I wondered which of these two was the caretaker and which was the patient. Was the brother a paranoid, anti-social comics fan type who lived with his sister because there was no hope of him ever holding down a steady job? Or was the sister an overly trusting schizophrenic poetry fan type who lived with her brother because she practically had “scam artists welcome here” written on her forehead? Or were they both a couple plates short of a full set and their parents willed them the house so that they could have shelter and look after each other?

And then they were quiet. Just staring at each other.

“Okay, well I’m gonna go…” I volunteered.

Silence.

“I’m Allison. My little family is moving in today.”

Silence. But now they were both staring at me.

“I’m really sorry to have brought death to the neighborhood and all…”

“I’m Bill.”

“And I’m Susan. Welcome to the neighborhood.”

Moving Day – Back At The Condo (part ii of ii)

I was a little dazed after my bizarre experience at the house. So, the death metal music blaring from the retirement community seemed acceptable. The music got louder and louder as I walked toward our unit. The Real Rock ‘n’ Roll Movers movers were strangely quiet as they hauled an armoire down the walkway. I guessed that maybe they were studying the harmonies? Were there any harmonies in death metal?

I found my husband and told him what happened with the dog at the house. The death metal scream-groaned, accompanied by a sound that must have been someone repeatedly hitting a baby calf with an electric guitar.

One of the Real Rock ‘n’ Roll Movers movers popped his head in to say we were welcome to change the music if we wanted to. We politely declined and said we were happy to listen to whatever they liked.

Then another Real Rock ‘n’ Roll Movers mover with a dolly full of boxes also noted that we were welcome to change the music. So, I asked which band they would like to listen to.

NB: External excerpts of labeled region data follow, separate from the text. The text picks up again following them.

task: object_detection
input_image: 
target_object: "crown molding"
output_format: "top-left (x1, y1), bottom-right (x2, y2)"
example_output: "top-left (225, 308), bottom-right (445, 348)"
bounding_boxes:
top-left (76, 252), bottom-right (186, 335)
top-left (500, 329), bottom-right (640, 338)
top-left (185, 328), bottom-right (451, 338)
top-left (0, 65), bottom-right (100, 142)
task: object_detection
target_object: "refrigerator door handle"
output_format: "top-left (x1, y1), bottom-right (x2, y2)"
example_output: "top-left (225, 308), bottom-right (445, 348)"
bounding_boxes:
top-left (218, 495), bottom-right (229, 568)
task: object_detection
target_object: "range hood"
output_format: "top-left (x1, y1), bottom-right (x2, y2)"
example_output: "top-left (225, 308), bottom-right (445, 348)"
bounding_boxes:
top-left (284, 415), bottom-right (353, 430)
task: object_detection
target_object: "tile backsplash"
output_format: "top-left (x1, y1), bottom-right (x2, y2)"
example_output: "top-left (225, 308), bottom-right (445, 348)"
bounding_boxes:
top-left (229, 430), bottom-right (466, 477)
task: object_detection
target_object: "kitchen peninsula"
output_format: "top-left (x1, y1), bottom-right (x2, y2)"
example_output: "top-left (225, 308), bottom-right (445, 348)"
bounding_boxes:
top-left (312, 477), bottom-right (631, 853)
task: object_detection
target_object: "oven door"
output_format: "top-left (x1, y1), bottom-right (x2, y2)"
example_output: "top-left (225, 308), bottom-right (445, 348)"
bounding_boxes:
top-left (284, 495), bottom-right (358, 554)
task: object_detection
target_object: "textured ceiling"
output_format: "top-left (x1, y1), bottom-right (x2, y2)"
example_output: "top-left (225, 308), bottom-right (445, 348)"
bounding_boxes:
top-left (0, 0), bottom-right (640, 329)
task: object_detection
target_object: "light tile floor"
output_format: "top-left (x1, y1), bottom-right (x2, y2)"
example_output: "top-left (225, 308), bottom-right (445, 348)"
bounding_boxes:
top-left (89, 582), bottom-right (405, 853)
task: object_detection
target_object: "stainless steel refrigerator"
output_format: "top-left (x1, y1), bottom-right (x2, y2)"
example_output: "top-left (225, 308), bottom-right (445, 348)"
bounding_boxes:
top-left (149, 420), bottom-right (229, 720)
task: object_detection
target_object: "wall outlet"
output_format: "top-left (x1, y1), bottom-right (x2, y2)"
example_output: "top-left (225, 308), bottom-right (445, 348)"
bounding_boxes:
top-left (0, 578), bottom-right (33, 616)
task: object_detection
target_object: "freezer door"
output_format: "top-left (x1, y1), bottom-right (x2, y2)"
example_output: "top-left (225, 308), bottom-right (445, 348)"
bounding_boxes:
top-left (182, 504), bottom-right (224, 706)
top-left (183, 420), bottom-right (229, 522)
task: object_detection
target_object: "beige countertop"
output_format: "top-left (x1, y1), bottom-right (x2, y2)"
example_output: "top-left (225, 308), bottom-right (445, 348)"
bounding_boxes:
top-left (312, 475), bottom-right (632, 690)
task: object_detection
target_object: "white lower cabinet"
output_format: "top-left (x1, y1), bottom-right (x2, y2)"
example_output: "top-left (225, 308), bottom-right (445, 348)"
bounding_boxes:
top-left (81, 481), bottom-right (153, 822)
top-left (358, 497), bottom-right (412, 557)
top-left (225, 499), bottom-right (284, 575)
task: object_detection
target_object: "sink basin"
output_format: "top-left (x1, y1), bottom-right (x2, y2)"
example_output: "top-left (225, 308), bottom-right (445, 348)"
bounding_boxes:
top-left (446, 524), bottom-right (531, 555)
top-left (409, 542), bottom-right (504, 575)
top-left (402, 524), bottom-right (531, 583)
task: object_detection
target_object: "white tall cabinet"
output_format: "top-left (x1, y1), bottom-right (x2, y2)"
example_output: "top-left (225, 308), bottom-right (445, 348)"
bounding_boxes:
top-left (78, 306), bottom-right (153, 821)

They suggested Journey, Fleetwood Mac, and Led Zeplin.

Confused by the contrast, I asked who had picked the currently playing death metal (at this point I think we were listening to a microphone being violently digested by stomach acid, but I’m guessing). The Real Rock ‘n’ Roll Movers movers informed me that my very own Brooks Brothers shopping, Volvo driving, penny loafer loving husband had picked the Death Metal iTunes channel. Why? They did not know. What they did know was that the current playlist was scaring them a little.

So we changed to Fleetwood Mac and enjoyed a fully productive and musically pleasing move day.